General Model Recommendations

Model
The intent and value of developing a run-time application is so that it represents well data that is not currently available as it will need to run and provide accurate predictions in the future. This is the primary driver for generalization as it also supports increased confidence that the model accurately represents the system, not just the available training data. Try not to overtrain models.
It is also important to note that any ML is driven by correlation with the output data but use the correlation analysis tools to make sure that input variables do not have strong (generally greater than 0.85) correlations. Anytime two input variables are strongly correlated and also similarly correlated with the output data the relative sensitivities can be anything and generally lose importance or causal information. I.e., consider a case where:
  • Output = Input1 + 2* Input2
  • But also, that Input1 = 2*Input2 (100% correlated)
  • In that case, all the below and more solve this modeling objective:
    • Output = 0* Input1 + 4* Input2
    • Output = 2* Input1 + 0* Input2
    • Output = 5* Input1 - 8* Input2
    • Output = -2*Input1 + 8* Input2
Its best practice to eliminate correlated inputs and a variety of data preparation options can support what best reflects the data.
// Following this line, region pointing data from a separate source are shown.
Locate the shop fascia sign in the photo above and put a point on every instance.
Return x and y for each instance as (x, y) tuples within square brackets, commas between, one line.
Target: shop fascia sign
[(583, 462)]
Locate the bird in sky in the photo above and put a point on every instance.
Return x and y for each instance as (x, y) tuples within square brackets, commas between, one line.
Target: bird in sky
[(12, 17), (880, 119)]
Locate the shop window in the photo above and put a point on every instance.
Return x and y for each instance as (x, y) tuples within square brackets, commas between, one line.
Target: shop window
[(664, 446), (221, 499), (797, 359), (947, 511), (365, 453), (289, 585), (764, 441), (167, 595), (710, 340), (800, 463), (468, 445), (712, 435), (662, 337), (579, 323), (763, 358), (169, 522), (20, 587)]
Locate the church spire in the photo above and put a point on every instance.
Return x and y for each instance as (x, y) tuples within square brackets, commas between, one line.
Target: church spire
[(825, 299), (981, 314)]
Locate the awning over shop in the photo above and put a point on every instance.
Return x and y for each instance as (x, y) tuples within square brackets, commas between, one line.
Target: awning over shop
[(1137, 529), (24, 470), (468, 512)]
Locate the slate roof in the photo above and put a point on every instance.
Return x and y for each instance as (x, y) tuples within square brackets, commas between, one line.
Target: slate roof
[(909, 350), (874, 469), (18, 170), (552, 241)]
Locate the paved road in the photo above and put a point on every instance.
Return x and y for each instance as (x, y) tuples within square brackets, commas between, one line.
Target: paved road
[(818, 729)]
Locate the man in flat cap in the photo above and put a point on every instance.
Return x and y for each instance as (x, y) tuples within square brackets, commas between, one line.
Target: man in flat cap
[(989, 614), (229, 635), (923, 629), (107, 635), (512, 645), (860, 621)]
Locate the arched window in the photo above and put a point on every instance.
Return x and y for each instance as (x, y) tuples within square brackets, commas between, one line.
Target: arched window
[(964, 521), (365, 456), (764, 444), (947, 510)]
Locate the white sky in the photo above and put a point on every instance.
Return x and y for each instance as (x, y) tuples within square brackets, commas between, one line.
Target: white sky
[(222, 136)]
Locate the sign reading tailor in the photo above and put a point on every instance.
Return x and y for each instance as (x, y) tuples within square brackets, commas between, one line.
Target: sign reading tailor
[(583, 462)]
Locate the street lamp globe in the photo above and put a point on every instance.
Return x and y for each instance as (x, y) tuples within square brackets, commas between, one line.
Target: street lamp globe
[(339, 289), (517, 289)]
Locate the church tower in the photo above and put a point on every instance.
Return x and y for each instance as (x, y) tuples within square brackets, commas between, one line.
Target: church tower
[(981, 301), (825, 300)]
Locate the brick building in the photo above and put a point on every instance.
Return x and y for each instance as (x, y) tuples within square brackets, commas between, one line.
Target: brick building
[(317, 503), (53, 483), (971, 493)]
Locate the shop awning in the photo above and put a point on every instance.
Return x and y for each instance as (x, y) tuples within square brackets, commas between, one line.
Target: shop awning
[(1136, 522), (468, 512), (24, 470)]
We recommend that the data setup best match to the physical relationships and knowledge of the interaction of that data on the output. The user with measurement and system understanding should be the best judge even in the case that correlations are independent of the model target (for example, ratio controllers will force correlations such as these). Options include:
  • Add Input1 & Input2, these are parallel measurements that should be summed.
  • Average Input1 & Input2 when both have good quality, these are independent measurements of the same thing.
  • Remove one of these two inputs because, while similar one fundamentally or physically has a more important relationship on the model output (for example, PID control loop PV/feedback, Setpoint or CV/output).
  • Retail both inputs, but retain the primary input as is, and create a differentiated, more unique second input such as the normalized difference or ratio on the secondary input. This supports the use case where these are independent influences, that are frequently, but not always correlated to attempt to better learn the independent influences.
  • Create a dependent variable model on a state measurement that changes from an independent input and use the independent input and model residual as output model inputs.
    Hybrid RANN Regression
Use of Residual Activation Neural Network on dependent input variables.
Note that the challenges of correlated inputs tend to be much more significant on empirical modeling than physics-based modeling as with physics-based models (for example, implemented with expression modeling).
Best practice for modeling is supported within the Data Explorer workflow including:
  • Reducing unnecessary model inputs
  • Eliminating inappropriate or problematic measurement values or timeframes
  • Deal with input measurement noise or dynamics with available filtering or transforms
  • Eliminating or dealing with correlated model inputs
  • Confirm data balance and consider corrections leveraging histogram plots on input variables.